Meeting about EESSI and Komondor
---
## Attendees
- Alan O'Cais (UB)
- László Környei (SZE, HiDALGO2, DKF)
- Feró Orsolya, Tamás István, Debreczeni Attila (DKF)
- Máté Lohász (DKF)
- Richard Topouchain (UiB)
-
# Presention
## EESSI
* Questions
* Is EESSI delivered by squashfs
* No, but it can be (though not preferred option)
* Diskless nodes on Komondor
* See https://multixscale.github.io/cvmfs-tutorial-hpc-best-practices/
## Komondor
* GPU and AI partitions
* NVIDIA A100
* 4 GPUs on AI nodes
* AMD GPUs
* Intel on BIG DATA partition (large memory nodes)
* No local storage on the nodes
# Discussion
* Fabric support
* Need latest and greatest OpenMPI+libfabric for slingshot support
* This can be injected to replace the OpenMPI that EESSI ships
* Software updates
* via EasyBuild
* rely on community contributions
* What about GPU?
* EESSI uses [`host_injections`](https://www.eessi.io/docs/site_specific_config/host_injections/#the-host_injections-variant-symlink) to allow you to inject your drivers where EESSI can find them (we have a script that automates this)

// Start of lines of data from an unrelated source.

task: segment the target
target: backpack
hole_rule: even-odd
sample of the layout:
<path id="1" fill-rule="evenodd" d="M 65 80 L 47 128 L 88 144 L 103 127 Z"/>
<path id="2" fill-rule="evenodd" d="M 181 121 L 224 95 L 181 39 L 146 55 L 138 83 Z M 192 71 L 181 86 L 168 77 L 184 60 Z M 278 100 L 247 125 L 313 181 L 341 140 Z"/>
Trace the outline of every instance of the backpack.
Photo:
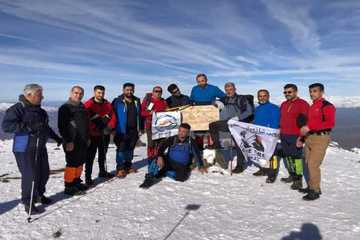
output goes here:
<path id="1" fill-rule="evenodd" d="M 151 103 L 151 97 L 152 94 L 151 93 L 147 93 L 145 94 L 144 100 L 146 101 L 146 108 L 149 106 L 149 104 Z"/>
<path id="2" fill-rule="evenodd" d="M 325 113 L 324 113 L 324 108 L 326 107 L 326 106 L 334 106 L 331 102 L 329 102 L 329 101 L 327 101 L 327 100 L 323 100 L 323 102 L 322 102 L 322 106 L 321 106 L 321 114 L 322 114 L 322 116 L 321 116 L 321 120 L 323 121 L 323 122 L 325 122 Z"/>
<path id="3" fill-rule="evenodd" d="M 253 95 L 243 95 L 243 96 L 246 98 L 246 100 L 250 104 L 251 112 L 252 112 L 252 114 L 249 117 L 247 117 L 246 119 L 244 119 L 243 121 L 244 122 L 252 122 L 252 121 L 254 121 L 254 118 L 255 118 L 255 115 L 254 115 L 254 113 L 255 113 L 254 96 Z"/>
<path id="4" fill-rule="evenodd" d="M 326 106 L 333 106 L 333 104 L 331 102 L 325 100 L 325 99 L 323 100 L 322 105 L 320 107 L 320 111 L 321 111 L 321 114 L 322 114 L 322 116 L 321 116 L 321 121 L 322 122 L 325 122 L 324 108 Z M 308 119 L 303 114 L 300 114 L 296 119 L 296 125 L 297 125 L 298 128 L 302 128 L 303 126 L 305 126 L 307 124 L 307 122 L 308 122 Z"/>

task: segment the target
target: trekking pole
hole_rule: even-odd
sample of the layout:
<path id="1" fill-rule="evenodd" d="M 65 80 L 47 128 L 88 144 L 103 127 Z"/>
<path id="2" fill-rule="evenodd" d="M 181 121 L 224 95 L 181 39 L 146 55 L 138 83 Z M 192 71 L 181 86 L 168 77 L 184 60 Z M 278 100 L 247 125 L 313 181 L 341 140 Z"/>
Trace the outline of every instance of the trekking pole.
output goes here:
<path id="1" fill-rule="evenodd" d="M 231 136 L 230 138 L 230 176 L 232 176 L 232 170 L 233 170 L 233 138 Z"/>
<path id="2" fill-rule="evenodd" d="M 32 179 L 32 183 L 31 183 L 31 197 L 30 197 L 30 207 L 29 207 L 29 212 L 28 212 L 28 218 L 27 218 L 27 222 L 30 223 L 31 221 L 31 211 L 32 211 L 32 206 L 33 206 L 33 202 L 34 202 L 34 188 L 35 188 L 35 174 L 36 174 L 36 166 L 37 166 L 37 158 L 38 158 L 38 148 L 39 148 L 39 134 L 36 134 L 36 146 L 35 146 L 35 159 L 34 159 L 34 168 L 33 168 L 33 179 Z"/>

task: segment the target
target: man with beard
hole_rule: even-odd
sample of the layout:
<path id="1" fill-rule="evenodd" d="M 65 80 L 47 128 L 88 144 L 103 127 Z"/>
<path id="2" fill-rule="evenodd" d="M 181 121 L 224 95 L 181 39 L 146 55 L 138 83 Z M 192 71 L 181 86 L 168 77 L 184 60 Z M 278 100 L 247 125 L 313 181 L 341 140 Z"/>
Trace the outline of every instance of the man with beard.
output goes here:
<path id="1" fill-rule="evenodd" d="M 194 105 L 211 105 L 217 98 L 225 97 L 225 93 L 217 86 L 208 84 L 204 73 L 196 75 L 197 85 L 191 89 L 190 100 Z"/>
<path id="2" fill-rule="evenodd" d="M 279 128 L 280 123 L 280 108 L 271 103 L 270 93 L 266 89 L 260 89 L 257 93 L 259 105 L 255 109 L 255 119 L 254 124 L 269 127 L 269 128 Z M 258 142 L 261 142 L 260 137 L 257 138 Z M 260 168 L 260 170 L 254 173 L 254 176 L 268 176 L 266 179 L 267 183 L 273 183 L 276 180 L 278 171 L 279 171 L 279 161 L 280 157 L 280 144 L 277 145 L 274 155 L 269 160 L 269 168 L 264 169 Z"/>
<path id="3" fill-rule="evenodd" d="M 89 138 L 89 116 L 81 102 L 84 89 L 71 88 L 69 100 L 59 108 L 58 127 L 64 139 L 66 168 L 64 172 L 67 195 L 83 194 L 87 186 L 82 184 L 81 173 L 87 158 Z"/>
<path id="4" fill-rule="evenodd" d="M 252 102 L 249 101 L 247 96 L 239 95 L 236 93 L 235 84 L 228 82 L 224 86 L 226 96 L 220 98 L 219 101 L 216 101 L 218 108 L 220 109 L 220 120 L 212 122 L 209 124 L 209 132 L 211 136 L 211 142 L 208 146 L 209 149 L 216 149 L 217 154 L 220 154 L 220 136 L 219 132 L 230 132 L 228 121 L 230 119 L 237 119 L 241 122 L 249 122 L 251 117 L 254 115 L 254 108 Z M 236 146 L 237 151 L 237 161 L 238 164 L 233 170 L 233 173 L 240 173 L 244 170 L 244 155 L 241 150 Z M 221 158 L 220 158 L 221 159 Z M 223 165 L 224 163 L 220 163 Z"/>
<path id="5" fill-rule="evenodd" d="M 125 178 L 127 174 L 136 172 L 132 167 L 134 149 L 139 134 L 144 131 L 141 118 L 140 99 L 134 96 L 135 85 L 125 83 L 123 94 L 112 102 L 117 123 L 114 142 L 116 144 L 116 176 Z"/>
<path id="6" fill-rule="evenodd" d="M 49 126 L 48 115 L 41 108 L 42 99 L 40 85 L 26 85 L 19 102 L 6 110 L 2 122 L 4 132 L 14 133 L 13 152 L 21 173 L 21 202 L 29 214 L 40 212 L 32 199 L 42 204 L 51 203 L 44 195 L 50 174 L 46 142 L 50 137 L 58 145 L 62 143 Z"/>
<path id="7" fill-rule="evenodd" d="M 90 117 L 90 146 L 85 164 L 85 182 L 90 186 L 92 168 L 96 152 L 98 152 L 99 177 L 111 178 L 114 175 L 106 169 L 106 153 L 110 142 L 110 134 L 115 128 L 116 116 L 110 102 L 105 99 L 105 87 L 94 87 L 94 97 L 84 104 Z"/>
<path id="8" fill-rule="evenodd" d="M 295 84 L 286 84 L 284 95 L 286 101 L 280 106 L 280 139 L 289 177 L 281 181 L 292 182 L 291 189 L 298 190 L 302 188 L 303 149 L 296 145 L 296 141 L 300 128 L 305 125 L 309 104 L 298 97 Z"/>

* The same approach is used to expose site-wide extensions of EESSI and to inject site-specific builds of OpenMPI
* What about different nodes when building other software, and GPU drivers?
* Again `host_injections`, also `EESSI-extend` installs software into an architecture specific path (so you need to perform builds natively for all architectures you want to support with your extensions)
* For example, EESSI itself submits build jobs to architecture-specific partitions of Slurm, you could adopt a similar approach with some scripting around job submissions to Slurm
* What can be done in the short term?
* You can experiment by installing CernVM-FS client on two nodes
* Diskless, so easy option is to place the cache under `/dev/shm`
* Another option is squashfs export of some packages of EESSI, and then mounting those
* User name spaces would be required _unless_ you go through a container runtime (like `apptainer`). Getting multi-node runs working via a container can be tricky, namespace mounts could avoid this.